# Darrell Armstrong to Join Mavericks Coaching Staff



## Shamrock32 (Jul 28, 2007)

> Rick Carlisle said the Dallas Mavericks have decided to hire Darrell Armstrong, but not as a backup to point guard Jason Kidd.
> 
> Armstrong is ready to embark on his coaching career and would join Carlisle's staff in an assistant coach/developmental coach role.
> 
> ...


*Source: Dallas Morning News*

That's awesome. He was one of those players, along with an Eric Snow or Sam Cassell, where you just knew would make a good coach after their playing days. I'm glad he decided to get into it, and I wish him well.


----------



## Knick Killer (Jul 16, 2006)

That's awesome. I wish him luck.
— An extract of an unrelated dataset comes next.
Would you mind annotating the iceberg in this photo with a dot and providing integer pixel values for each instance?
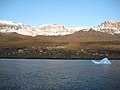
(103, 61)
He was one of my favorite players back in the day.


----------



## croco (Feb 14, 2005)

Good move.


----------



## edwardcyh (Dec 13, 2005)

D.A.!

Show this team how to play with heart!


----------



## croco (Feb 14, 2005)

4-0 since...



> 3. Last week’s hiring of Darrell Armstrong as an assistant coach has completely altered this team’s “vibe.’’ It’s suddenly upbeat. It’s eight-cups-of-coffee energetic. Jason Terry has a new/old confidante. I bet Josh Howard feels that way, too.
> 
> On the night D.A. was first hired, for the Golden State game, he was doing some pregame glad-handing over near the Warriors bench. Antoine Wright called over to a couple Warriors players.
> 
> ...


----------



## edwardcyh (Dec 13, 2005)

Wow.... and D.A. hasn't even played yet.


----------